The most common misapplication is treating model spend reports as governance evidence, which occurs when consumption is billed to a department but not tied to the identity, workflow, or approval that initiated it.

Examples and Use Cases

Implementing AI Consumption Governance rigorously often introduces operational friction, requiring organisations to weigh fast AI adoption against tighter approval and attribution steps.

  • A software team uses an approved internal code assistant, but each session is attributed to the developer, project, and repository so security can review whether sensitive code was exposed.
  • An enterprise agent accesses an LLM through a service account, and policy requires the token, owning application, and budget owner to be recorded before the request is allowed.
  • A finance function caps daily use of premium models, then flags unusual spikes for review when spending diverges from the expected workflow pattern.
  • A security team maps AI tool usage to identity lifecycle events so access is removed when an employee leaves or a contractor assignment ends, following the lifecycle logic described in the Ultimate Guide to NHIs — Lifecycle Processes for Managing NHIs.
  • After a prompt leak, investigators trace the request path through an approved platform and compare it to the guidance in the Top 10 NHI Issues to determine whether the AI action was expected or opportunistic.

For governance teams, the key question is whether consumption can be explained after the fact, not just whether it was technically permitted.

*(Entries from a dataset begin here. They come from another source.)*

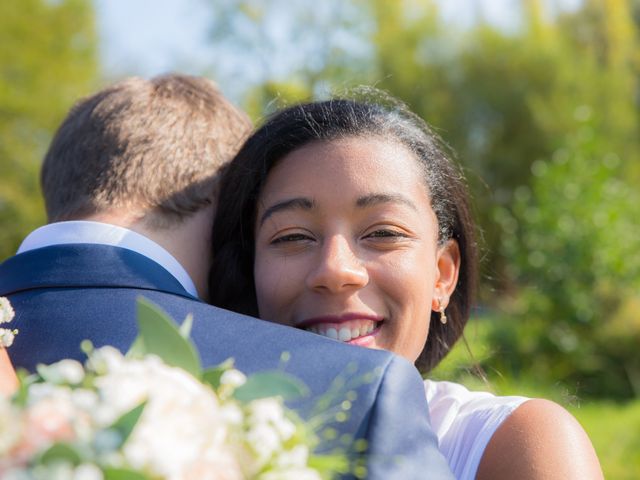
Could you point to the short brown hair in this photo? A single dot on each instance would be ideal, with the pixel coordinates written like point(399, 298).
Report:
point(155, 144)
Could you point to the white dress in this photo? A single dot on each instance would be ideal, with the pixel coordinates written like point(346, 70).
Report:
point(465, 421)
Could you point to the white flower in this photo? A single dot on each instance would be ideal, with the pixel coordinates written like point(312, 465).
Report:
point(10, 426)
point(291, 474)
point(87, 471)
point(181, 425)
point(271, 411)
point(6, 311)
point(233, 378)
point(6, 337)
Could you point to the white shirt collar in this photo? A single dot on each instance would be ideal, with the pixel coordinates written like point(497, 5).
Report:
point(106, 234)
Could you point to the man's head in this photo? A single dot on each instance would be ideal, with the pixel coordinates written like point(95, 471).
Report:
point(148, 148)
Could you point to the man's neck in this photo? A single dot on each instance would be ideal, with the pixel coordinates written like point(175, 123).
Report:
point(189, 241)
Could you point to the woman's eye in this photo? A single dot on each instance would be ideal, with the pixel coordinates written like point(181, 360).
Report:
point(290, 238)
point(385, 233)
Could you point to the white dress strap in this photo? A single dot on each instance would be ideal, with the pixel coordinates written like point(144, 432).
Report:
point(465, 421)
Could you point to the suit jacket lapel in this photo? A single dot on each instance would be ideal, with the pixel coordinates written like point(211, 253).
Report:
point(85, 266)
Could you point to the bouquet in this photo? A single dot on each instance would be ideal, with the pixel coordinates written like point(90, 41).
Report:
point(154, 413)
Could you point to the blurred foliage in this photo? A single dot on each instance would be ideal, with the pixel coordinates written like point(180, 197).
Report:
point(573, 240)
point(544, 118)
point(48, 59)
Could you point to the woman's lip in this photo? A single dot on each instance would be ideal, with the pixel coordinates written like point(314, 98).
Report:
point(345, 317)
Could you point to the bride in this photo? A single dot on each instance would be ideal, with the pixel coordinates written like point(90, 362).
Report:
point(347, 219)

Why It Matters in NHI Security

AI consumption becomes an NHI security issue because many AI actions are executed by service principals, delegated tokens, API keys, and autonomous agents rather than by a person sitting at a keyboard. If those identities are not governed, organisations lose the ability to separate legitimate workload usage from abuse, experimentation, and shadow AI. NHIMG research shows that 43% of security professionals are concerned about AI systems learning and reproducing sensitive information patterns from codebases, underscoring why consumption must be attributable as well as measurable, as highlighted in The State of Secrets in AppSec.

This matters most when AI usage intersects with secrets, data exfiltration, or over-permissioned agents. A consumption record that lacks identity context cannot support audit, incident response, or access review. The same principle appears in the Ultimate Guide to NHIs — Regulatory and Audit Perspectives, where accountability and traceability are central to governance. Organisationally, AI Consumption Governance is often recognised only after an unexpected bill, a leaked prompt, or a compromised token reveals that usage was happening outside approved control paths.

Standards & Framework Alignment

This section maps relevant standards and security frameworks to the operational risks and controls described in this guidance.

OWASP Non-Human Identity Top 10 and OWASP Agentic AI Top 10 address the attack and risk surface, while NIST CSF 2.0, NIST SP 800-63 and NIST Zero Trust (SP 800-207) set the governance and control requirements practitioners need to meet.

Framework Control / Reference Relevance
NIST CSF 2.0 GV.OC Governance and business context define accountable AI use and ownership.
NIST SP 800-63 IAL/AAL Identity assurance affects whether AI usage can be trusted, attributed, and audited.
NIST Zero Trust (SP 800-207) PA/DP Zero trust requires continuous verification of requests and policy before AI access.
OWASP Non-Human Identity Top 10 NHI-01 Excessive or untracked NHI use maps to weak identity governance and accountability gaps.
OWASP Agentic AI Top 10 A1 Agentic systems need bounded execution and reviewable tool use, which drives consumption governance.

Require suitable assurance for users and service identities that initiate AI consumption.